The brightness of light received from a light source (or an object that reflects light) is inversely proportional to the square of the distance.
So if an astronomical object A which reflects light from the Sun back to Earth orbits at a distance of two AU from the Sun and an idental astronomic object B orbits at twice that distance, or at 4 AU, how much light will Earth get from the two objects at their oppositions?
Since object B is twice as far away from the Sun as object A, it's surface receives one quarter as much light from the Sun as object A. Since object B will be three tiems as far from Earth at opposition as object A will be at opposition, its reflected light will be one ninth as bright. So together, those two factors will make the light that Earth gets from object at its opposition one thirty sixth, or 0.02777, as bright as the light that Earth gets from object A at its opposition.
So the farther away from the Sun an astronomical object is, the less bright its reflected light will be as seen from Earth.
And if an object C has a higher albedo, or is more reflective than object D of the same size, it will seem brighter at the same distance.
The brighter a solar system object is as seen from Earth, the sooner it will be noticed and discovered. The dimmer a solar system object is as seen from Earth, the longer it can remain undiscovered.
Thus the undiscovered objects in the solar system should be the ones which appear fainter as seen from Earth.
They may be fainter and dimmer as seen from Earth because their albedo is lower than objects at the same distance. Or maybe because they are much smaller than other objects with the same albedo and distance. Or maybe they are very large objects with high albedos but are very faint because they are very far away.
Over time, astronomers discover dimmer and dimmer objects in the solar system, objects which have darker surfaces, or are smaller, or are much farther from the Sun.
So the largest solar system objects likely to be discovered in the future are likely to be very far fromt he Sun and the Earth and thus appear many times dimmer than objects of equal size in the inner solar system.
You may have heard of the hypothetical Planet Vulcan, inside the orbit of Mercury, once used to explain certain problems with the orbit of Mercury. It is no known that Vulcan could not possibly exist. It would have been discovered long ago if it did exist.

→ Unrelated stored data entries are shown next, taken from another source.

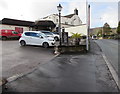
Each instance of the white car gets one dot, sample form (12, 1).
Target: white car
(36, 38)
(51, 34)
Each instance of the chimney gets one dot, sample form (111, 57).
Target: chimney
(76, 11)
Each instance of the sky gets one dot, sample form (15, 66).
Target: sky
(102, 11)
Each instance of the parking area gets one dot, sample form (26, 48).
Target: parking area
(17, 59)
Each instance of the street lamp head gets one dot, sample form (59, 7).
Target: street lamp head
(59, 8)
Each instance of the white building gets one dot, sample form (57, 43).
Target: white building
(66, 21)
(17, 25)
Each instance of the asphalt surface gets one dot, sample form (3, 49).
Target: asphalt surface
(68, 73)
(16, 59)
(110, 49)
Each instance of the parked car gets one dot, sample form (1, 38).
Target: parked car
(5, 34)
(94, 37)
(36, 38)
(56, 35)
(51, 34)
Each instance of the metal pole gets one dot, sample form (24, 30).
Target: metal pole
(60, 27)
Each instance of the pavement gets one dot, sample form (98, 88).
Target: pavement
(17, 60)
(68, 73)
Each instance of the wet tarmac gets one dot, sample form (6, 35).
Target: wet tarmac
(68, 73)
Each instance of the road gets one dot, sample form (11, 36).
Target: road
(16, 59)
(68, 73)
(110, 49)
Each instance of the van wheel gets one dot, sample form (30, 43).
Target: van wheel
(22, 43)
(45, 45)
(4, 38)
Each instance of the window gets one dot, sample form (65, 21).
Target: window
(27, 33)
(66, 22)
(14, 32)
(34, 34)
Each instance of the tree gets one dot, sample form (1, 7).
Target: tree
(118, 28)
(106, 29)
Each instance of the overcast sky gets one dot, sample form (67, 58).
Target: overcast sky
(101, 10)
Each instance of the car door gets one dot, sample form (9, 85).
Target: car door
(36, 38)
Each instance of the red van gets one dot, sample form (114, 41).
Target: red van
(5, 34)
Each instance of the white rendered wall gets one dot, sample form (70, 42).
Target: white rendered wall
(77, 29)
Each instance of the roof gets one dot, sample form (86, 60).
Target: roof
(69, 16)
(46, 23)
(9, 21)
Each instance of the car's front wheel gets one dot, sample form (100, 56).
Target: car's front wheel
(45, 45)
(22, 43)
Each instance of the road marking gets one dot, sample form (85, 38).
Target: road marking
(113, 72)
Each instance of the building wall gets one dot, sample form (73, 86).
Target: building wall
(77, 29)
(75, 20)
(12, 27)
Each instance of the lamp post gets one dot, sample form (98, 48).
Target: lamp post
(59, 7)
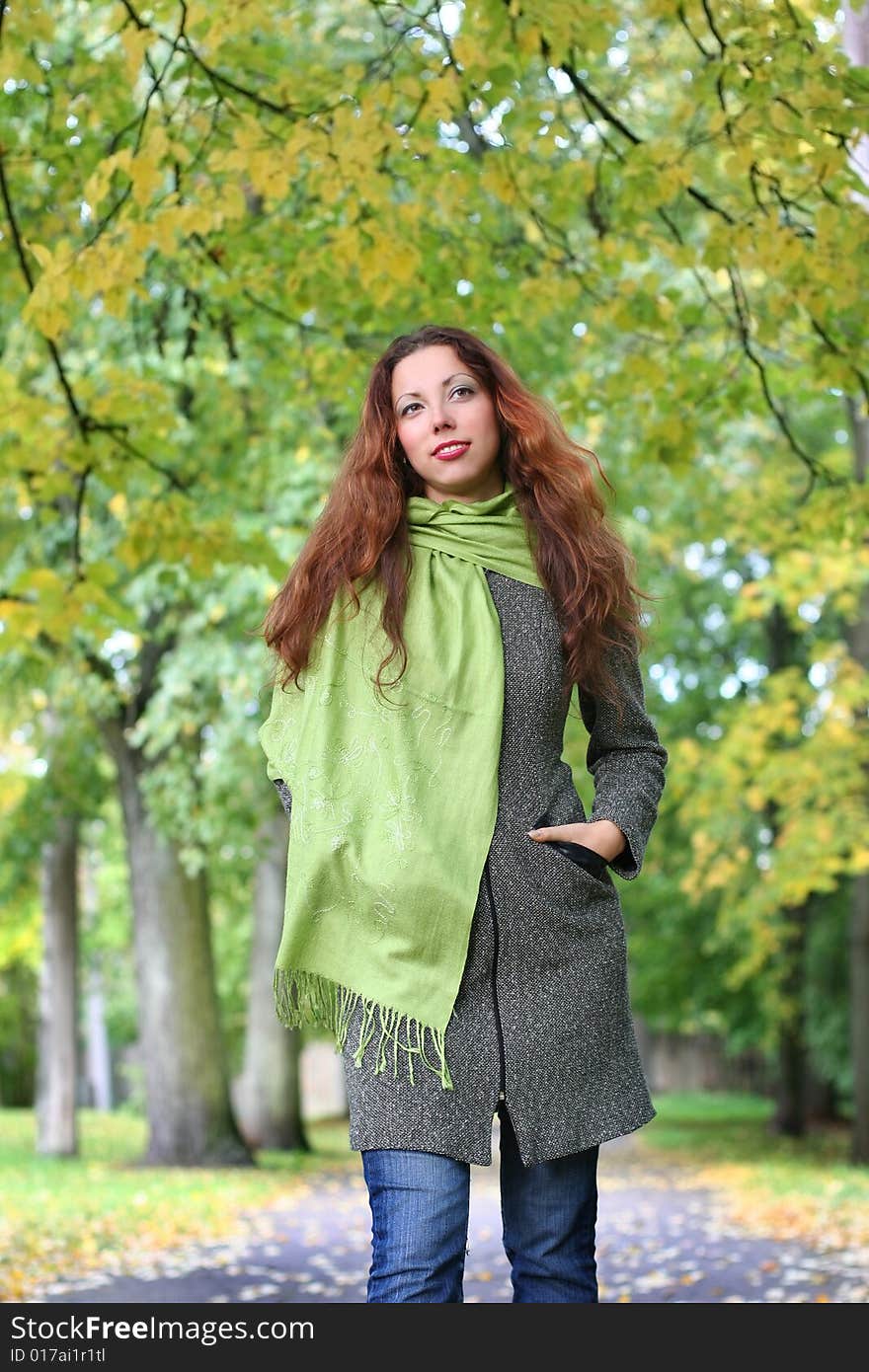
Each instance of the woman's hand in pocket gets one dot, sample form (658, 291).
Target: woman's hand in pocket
(601, 836)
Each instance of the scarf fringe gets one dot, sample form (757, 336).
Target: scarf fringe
(305, 998)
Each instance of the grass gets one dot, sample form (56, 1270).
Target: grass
(65, 1217)
(78, 1214)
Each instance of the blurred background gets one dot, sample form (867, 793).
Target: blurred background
(213, 220)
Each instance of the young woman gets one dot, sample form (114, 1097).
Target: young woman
(450, 910)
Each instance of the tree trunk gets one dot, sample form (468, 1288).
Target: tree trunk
(857, 46)
(98, 1051)
(58, 1052)
(268, 1090)
(190, 1117)
(792, 1093)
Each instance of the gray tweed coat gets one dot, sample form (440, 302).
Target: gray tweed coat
(541, 1026)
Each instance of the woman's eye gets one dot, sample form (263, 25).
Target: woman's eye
(408, 408)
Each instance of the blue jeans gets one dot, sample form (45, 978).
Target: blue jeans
(419, 1205)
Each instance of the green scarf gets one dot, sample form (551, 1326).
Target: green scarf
(394, 804)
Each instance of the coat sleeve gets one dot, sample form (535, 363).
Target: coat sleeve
(626, 760)
(285, 799)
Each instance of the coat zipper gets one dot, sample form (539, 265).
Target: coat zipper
(495, 992)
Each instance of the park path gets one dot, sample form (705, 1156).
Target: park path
(659, 1239)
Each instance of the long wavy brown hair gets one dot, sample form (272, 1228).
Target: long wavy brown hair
(361, 531)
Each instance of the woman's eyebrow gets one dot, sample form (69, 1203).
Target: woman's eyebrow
(442, 383)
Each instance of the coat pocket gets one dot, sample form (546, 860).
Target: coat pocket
(585, 858)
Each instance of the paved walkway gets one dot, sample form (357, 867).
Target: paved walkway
(659, 1239)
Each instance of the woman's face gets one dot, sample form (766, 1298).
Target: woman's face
(438, 402)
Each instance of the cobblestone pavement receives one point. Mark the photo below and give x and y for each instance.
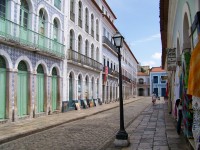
(154, 129)
(90, 133)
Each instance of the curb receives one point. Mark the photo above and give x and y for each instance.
(20, 135)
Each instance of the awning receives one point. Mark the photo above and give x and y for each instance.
(194, 74)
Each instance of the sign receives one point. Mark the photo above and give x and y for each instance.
(171, 59)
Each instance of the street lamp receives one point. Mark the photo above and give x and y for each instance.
(121, 136)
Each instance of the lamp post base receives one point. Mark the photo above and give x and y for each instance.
(122, 139)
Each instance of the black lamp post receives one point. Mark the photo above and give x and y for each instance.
(121, 136)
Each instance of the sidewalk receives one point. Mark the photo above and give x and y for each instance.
(11, 131)
(154, 129)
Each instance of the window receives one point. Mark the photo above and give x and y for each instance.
(97, 30)
(155, 79)
(72, 14)
(55, 30)
(86, 21)
(92, 51)
(104, 31)
(57, 4)
(92, 25)
(97, 54)
(79, 44)
(80, 14)
(42, 22)
(71, 42)
(86, 48)
(24, 10)
(3, 8)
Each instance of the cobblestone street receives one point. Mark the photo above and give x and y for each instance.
(154, 129)
(91, 133)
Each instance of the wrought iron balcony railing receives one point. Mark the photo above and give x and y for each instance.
(80, 58)
(109, 43)
(80, 22)
(15, 33)
(72, 16)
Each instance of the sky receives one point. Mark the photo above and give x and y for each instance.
(138, 21)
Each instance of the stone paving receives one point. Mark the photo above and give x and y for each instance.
(154, 129)
(92, 132)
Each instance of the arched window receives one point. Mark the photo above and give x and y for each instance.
(3, 8)
(80, 14)
(55, 30)
(86, 48)
(79, 43)
(42, 22)
(97, 30)
(24, 11)
(72, 14)
(57, 4)
(92, 25)
(86, 20)
(71, 42)
(97, 54)
(92, 51)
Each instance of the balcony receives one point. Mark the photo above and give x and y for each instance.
(106, 41)
(86, 28)
(82, 59)
(72, 16)
(79, 22)
(13, 33)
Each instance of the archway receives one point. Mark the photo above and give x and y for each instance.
(141, 92)
(22, 89)
(2, 88)
(40, 89)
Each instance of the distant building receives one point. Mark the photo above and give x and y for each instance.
(157, 82)
(143, 84)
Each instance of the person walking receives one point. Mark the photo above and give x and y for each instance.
(153, 98)
(180, 116)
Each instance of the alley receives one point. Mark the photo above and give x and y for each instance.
(91, 133)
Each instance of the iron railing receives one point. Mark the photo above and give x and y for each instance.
(109, 43)
(20, 35)
(80, 58)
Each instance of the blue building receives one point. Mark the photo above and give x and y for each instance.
(157, 81)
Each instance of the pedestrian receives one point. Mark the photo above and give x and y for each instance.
(153, 98)
(180, 115)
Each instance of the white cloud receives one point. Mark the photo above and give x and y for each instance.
(150, 38)
(156, 55)
(148, 63)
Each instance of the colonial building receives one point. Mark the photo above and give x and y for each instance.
(157, 81)
(179, 23)
(53, 55)
(143, 84)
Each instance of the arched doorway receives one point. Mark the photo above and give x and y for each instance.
(40, 89)
(79, 87)
(22, 89)
(141, 92)
(71, 87)
(2, 88)
(86, 88)
(54, 89)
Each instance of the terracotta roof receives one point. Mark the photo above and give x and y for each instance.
(142, 74)
(157, 69)
(164, 6)
(109, 8)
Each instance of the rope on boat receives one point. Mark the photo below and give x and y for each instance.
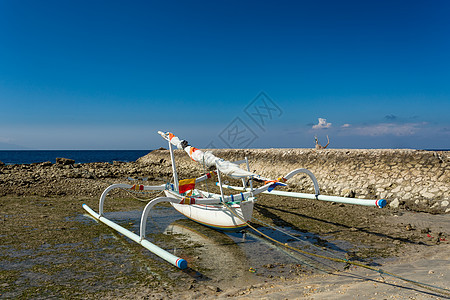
(426, 286)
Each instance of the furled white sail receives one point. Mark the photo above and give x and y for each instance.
(207, 158)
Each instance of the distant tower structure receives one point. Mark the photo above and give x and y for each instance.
(319, 146)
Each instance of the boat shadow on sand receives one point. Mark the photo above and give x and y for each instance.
(266, 211)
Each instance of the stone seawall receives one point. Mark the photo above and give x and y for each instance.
(410, 179)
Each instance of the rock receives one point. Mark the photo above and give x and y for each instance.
(395, 203)
(64, 161)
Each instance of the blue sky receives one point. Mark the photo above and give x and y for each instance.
(109, 74)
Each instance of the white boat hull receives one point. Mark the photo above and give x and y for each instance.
(217, 216)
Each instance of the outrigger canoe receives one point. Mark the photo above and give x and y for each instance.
(218, 211)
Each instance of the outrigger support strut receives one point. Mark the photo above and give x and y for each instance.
(140, 239)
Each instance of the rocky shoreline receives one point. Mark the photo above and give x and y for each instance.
(410, 179)
(42, 217)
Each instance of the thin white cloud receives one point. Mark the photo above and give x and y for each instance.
(323, 124)
(383, 129)
(5, 140)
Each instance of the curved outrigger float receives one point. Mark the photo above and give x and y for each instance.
(218, 211)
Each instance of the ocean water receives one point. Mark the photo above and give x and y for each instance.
(80, 156)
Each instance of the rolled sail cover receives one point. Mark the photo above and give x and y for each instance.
(209, 159)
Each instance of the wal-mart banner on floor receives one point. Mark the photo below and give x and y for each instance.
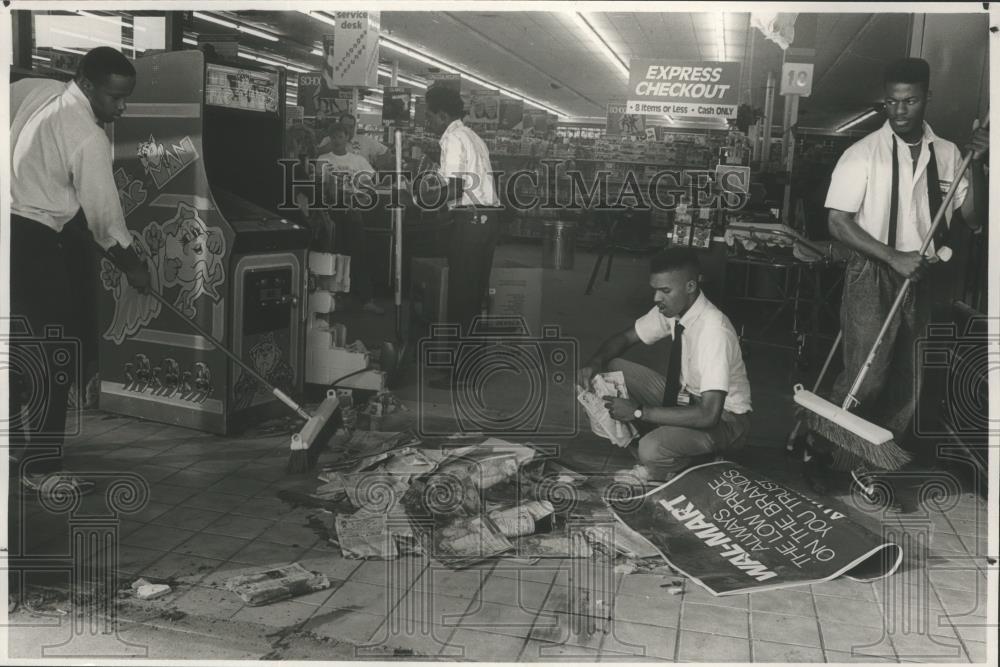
(734, 531)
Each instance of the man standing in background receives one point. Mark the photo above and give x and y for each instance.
(466, 179)
(60, 167)
(883, 195)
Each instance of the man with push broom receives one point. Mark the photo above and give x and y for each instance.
(884, 197)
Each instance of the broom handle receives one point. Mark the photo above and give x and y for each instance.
(280, 395)
(397, 215)
(851, 400)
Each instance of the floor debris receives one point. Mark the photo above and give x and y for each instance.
(275, 584)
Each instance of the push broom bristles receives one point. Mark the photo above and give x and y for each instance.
(854, 437)
(306, 443)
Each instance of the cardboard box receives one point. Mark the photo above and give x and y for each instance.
(515, 290)
(429, 288)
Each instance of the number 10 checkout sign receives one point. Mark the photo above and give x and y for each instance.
(796, 79)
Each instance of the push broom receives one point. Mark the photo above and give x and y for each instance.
(853, 436)
(393, 353)
(317, 425)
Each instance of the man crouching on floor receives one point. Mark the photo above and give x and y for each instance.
(701, 409)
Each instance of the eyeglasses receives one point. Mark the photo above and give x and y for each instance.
(908, 102)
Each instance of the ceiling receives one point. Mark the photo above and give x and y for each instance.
(546, 55)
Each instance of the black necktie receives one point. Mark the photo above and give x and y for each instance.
(933, 198)
(673, 385)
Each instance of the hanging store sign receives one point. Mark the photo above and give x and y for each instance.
(796, 79)
(683, 88)
(620, 122)
(350, 54)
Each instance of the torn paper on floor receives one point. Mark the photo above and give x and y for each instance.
(365, 535)
(275, 584)
(601, 421)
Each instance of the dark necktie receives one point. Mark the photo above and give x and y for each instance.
(673, 385)
(933, 198)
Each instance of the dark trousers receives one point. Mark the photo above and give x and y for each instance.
(890, 391)
(474, 235)
(45, 343)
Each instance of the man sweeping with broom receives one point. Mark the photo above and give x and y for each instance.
(884, 195)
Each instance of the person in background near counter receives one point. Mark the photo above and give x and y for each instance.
(371, 149)
(344, 171)
(701, 408)
(468, 191)
(60, 166)
(883, 195)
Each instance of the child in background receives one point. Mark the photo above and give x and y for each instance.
(343, 172)
(301, 145)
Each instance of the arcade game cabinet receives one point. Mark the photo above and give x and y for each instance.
(197, 167)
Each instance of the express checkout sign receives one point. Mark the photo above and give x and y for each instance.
(684, 88)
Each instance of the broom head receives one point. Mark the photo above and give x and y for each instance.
(850, 433)
(305, 444)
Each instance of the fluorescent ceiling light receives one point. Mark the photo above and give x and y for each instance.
(268, 61)
(385, 71)
(440, 64)
(257, 33)
(237, 26)
(69, 50)
(587, 28)
(394, 45)
(111, 19)
(214, 19)
(720, 34)
(69, 33)
(851, 123)
(320, 16)
(416, 55)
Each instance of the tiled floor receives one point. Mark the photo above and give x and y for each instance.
(213, 513)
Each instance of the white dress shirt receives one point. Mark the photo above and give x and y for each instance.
(711, 359)
(862, 184)
(61, 161)
(364, 145)
(465, 156)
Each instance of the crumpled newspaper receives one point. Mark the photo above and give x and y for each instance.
(601, 422)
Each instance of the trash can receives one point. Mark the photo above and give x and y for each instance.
(559, 245)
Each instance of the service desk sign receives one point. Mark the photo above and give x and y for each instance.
(683, 88)
(351, 52)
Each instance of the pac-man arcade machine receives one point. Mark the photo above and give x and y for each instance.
(197, 167)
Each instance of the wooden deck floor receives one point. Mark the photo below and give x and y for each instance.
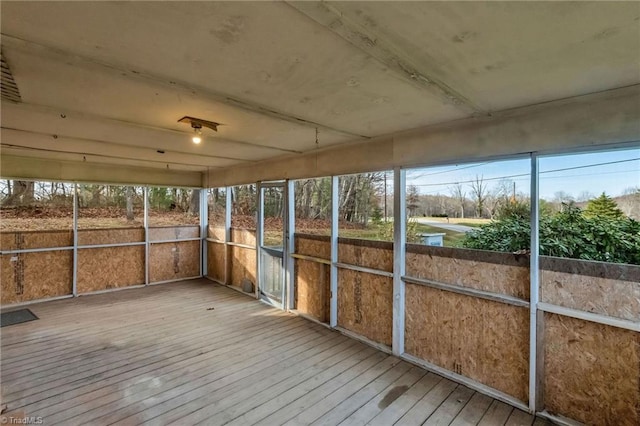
(198, 353)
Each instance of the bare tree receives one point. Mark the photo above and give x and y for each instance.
(412, 199)
(129, 203)
(460, 196)
(479, 194)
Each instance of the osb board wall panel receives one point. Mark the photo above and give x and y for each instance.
(503, 273)
(173, 233)
(243, 265)
(110, 267)
(215, 261)
(365, 304)
(216, 232)
(370, 254)
(110, 236)
(312, 292)
(35, 239)
(313, 245)
(591, 371)
(172, 261)
(32, 276)
(605, 288)
(484, 340)
(244, 236)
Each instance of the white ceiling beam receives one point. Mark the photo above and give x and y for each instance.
(46, 143)
(19, 167)
(122, 70)
(365, 39)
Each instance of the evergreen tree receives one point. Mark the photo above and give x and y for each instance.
(603, 206)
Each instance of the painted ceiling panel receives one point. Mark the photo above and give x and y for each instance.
(262, 52)
(511, 54)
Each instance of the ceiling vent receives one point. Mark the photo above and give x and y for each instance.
(10, 90)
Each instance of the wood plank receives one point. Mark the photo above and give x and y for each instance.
(222, 398)
(196, 399)
(150, 363)
(314, 412)
(400, 406)
(520, 418)
(388, 395)
(182, 367)
(428, 404)
(473, 411)
(341, 411)
(497, 414)
(450, 408)
(313, 397)
(289, 391)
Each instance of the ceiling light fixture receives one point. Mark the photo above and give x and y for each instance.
(197, 124)
(197, 137)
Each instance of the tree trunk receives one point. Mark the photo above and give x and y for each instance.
(129, 203)
(194, 202)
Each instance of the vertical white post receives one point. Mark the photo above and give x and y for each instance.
(259, 233)
(146, 235)
(204, 230)
(399, 242)
(536, 351)
(289, 248)
(75, 240)
(333, 280)
(228, 194)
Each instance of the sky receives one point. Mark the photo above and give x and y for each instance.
(577, 175)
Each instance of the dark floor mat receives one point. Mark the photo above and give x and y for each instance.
(16, 317)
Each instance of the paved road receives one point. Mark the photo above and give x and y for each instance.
(446, 226)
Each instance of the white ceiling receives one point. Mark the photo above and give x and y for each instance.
(106, 82)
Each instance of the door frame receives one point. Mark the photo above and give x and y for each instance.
(287, 284)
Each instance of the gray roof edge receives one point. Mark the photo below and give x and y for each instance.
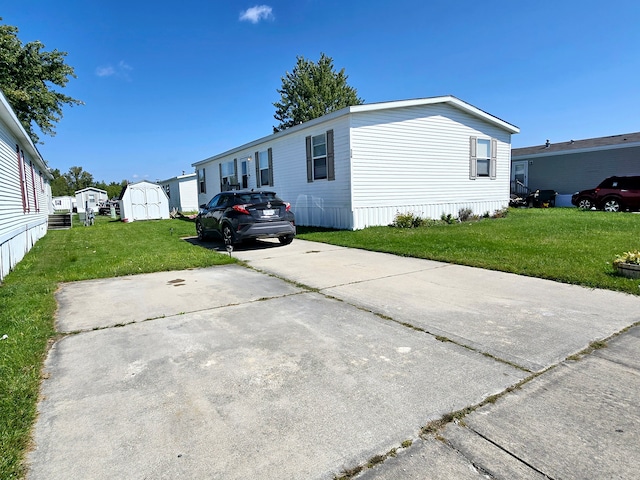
(10, 117)
(579, 146)
(456, 102)
(177, 177)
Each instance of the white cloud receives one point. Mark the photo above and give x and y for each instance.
(121, 70)
(257, 13)
(105, 71)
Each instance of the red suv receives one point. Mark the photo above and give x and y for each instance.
(614, 194)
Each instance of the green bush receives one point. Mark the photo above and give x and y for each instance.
(407, 220)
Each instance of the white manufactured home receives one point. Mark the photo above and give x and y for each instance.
(25, 191)
(360, 166)
(182, 192)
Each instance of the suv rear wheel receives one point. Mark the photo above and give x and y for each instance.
(227, 235)
(611, 205)
(200, 231)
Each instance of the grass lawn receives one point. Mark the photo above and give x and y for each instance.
(563, 244)
(566, 245)
(27, 304)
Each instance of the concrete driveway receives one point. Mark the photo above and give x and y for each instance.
(317, 361)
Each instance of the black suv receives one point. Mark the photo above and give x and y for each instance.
(239, 215)
(614, 194)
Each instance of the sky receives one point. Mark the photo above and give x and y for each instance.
(169, 83)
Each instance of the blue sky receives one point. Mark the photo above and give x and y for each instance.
(166, 84)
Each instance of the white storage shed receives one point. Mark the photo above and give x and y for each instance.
(143, 201)
(182, 192)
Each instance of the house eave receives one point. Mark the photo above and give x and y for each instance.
(11, 120)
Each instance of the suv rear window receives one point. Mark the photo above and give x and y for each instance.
(257, 197)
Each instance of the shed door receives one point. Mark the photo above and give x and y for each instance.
(145, 203)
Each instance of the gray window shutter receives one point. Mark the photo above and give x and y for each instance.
(331, 171)
(473, 164)
(494, 156)
(256, 157)
(270, 154)
(309, 161)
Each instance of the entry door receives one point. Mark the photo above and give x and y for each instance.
(520, 173)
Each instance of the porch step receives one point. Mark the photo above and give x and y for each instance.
(59, 221)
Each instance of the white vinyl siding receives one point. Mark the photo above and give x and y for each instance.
(22, 222)
(417, 159)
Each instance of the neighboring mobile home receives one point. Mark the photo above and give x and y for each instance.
(64, 203)
(569, 167)
(25, 191)
(360, 166)
(182, 192)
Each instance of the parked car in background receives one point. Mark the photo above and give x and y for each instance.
(238, 215)
(614, 194)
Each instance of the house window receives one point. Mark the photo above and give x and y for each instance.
(482, 158)
(320, 157)
(245, 174)
(227, 174)
(263, 158)
(264, 168)
(202, 181)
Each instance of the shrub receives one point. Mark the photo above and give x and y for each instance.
(628, 257)
(465, 214)
(448, 218)
(500, 213)
(407, 220)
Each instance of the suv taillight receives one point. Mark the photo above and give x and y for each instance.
(241, 209)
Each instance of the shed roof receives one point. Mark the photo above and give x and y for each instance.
(573, 146)
(448, 99)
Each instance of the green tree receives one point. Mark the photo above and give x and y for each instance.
(27, 74)
(77, 179)
(312, 90)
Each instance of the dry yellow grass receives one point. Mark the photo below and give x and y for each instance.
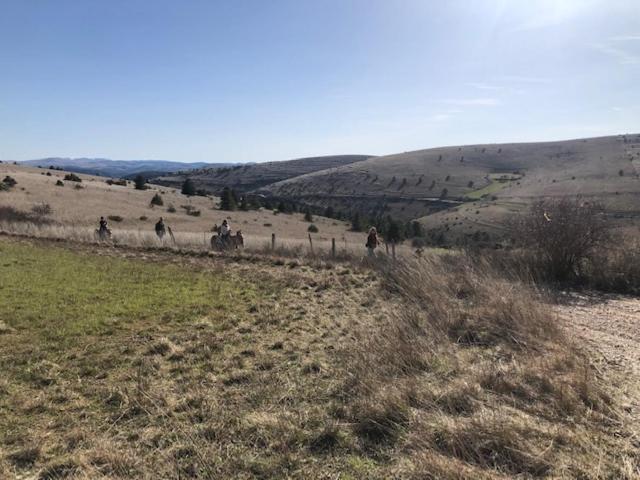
(79, 210)
(437, 368)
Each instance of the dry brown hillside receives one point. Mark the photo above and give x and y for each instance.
(250, 177)
(78, 205)
(475, 186)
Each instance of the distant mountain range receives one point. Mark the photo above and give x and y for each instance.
(121, 168)
(248, 177)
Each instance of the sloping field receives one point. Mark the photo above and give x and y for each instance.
(251, 177)
(486, 180)
(138, 364)
(79, 206)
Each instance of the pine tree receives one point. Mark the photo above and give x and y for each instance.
(329, 212)
(140, 183)
(157, 200)
(307, 216)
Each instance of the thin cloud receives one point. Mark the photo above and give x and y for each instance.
(623, 56)
(484, 86)
(524, 79)
(472, 102)
(625, 38)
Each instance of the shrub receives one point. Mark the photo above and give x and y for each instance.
(423, 379)
(42, 209)
(157, 200)
(122, 182)
(307, 216)
(191, 210)
(560, 235)
(72, 177)
(9, 181)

None of these claims has ever been substantiated after more than forty years of observation. It has been surmised that some of these objects—and other alleged intra-Mercurial objects—may exist, being nothing more than previously unknown comets or small asteroids. No vulcanoid asteroids have been found, and searches have ruled out any such asteroids larger than about 6 km (3.7 mi). Neither SOHO nor STEREO has detected a planet inside the orbit of Mercury.
The largest solar system objects discovered in recent times have all been beyond the orbit of Neptune, and have been rather small. Only a few of the largest ones have been large enough to classify as dwarf planets, and they are all smaller than Eerth's moon.
It is possible that there may be one or more as yet undiscovered planets in the outer solar system. But since there are limits on how bright those planets could be and remain undiscovered, there are limits on how large and/or close they could be.
As of 2016 the following observations severely constrain the mass and distance of any possible additional Solar System planet:
An analysis of mid-infrared observations with the WISE telescope have ruled out the possibility of a Saturn-sized object (95 Earth masses) out to 10,000 AU, and a Jupiter-sized or larger object out to 26,000 AU. WISE has continued to take more data since then, and NASA has invited the public to help search this data for evidence of planets beyond these limits, via the Backyard Worlds: Planet 9 citizen science project.
Using modern data on the anomalous precession of the perihelia of Saturn, Earth, and Mars, Lorenzo Iorio concluded that any unknown planet with a mass of 0.7 times that of Earth must be farther than 350–400 AU; one with a mass of 2 times that of Earth, farther than 496–570 AU; and finally one with a mass of 15 times that of Earth, farther than 970–1,111 AU. Moreover, Iorio stated that the modern ephemerides of the Solar System outer planets has provided even tighter constraints: no celestial body with a mass of 15 times that of Earth can exist closer than 1,100–1,300 AU. However, work by another group of astronomers using a more comprehensive model of the Solar System found that Iorio's conclusion was only partially correct. Their analysis of Cassini data on Saturn's orbital residuals found that observations were inconsistent with a planetary body with the orbit and mass similar to those of Batygin and Brown's Planet Nine having a true anomaly of −130° to −110° or −65° to 85°. Furthermore, the analysis found that Saturn's orbit is slightly better explained if such a body is located at a true anomaly of 117.8°+11°
−10°. At this location, it would be approximately 630 AU from the Sun.
New moons of the four giant planets are still being discovered, but the recent discoveries are all of tiny objects, less than 10 kilometers in diameter.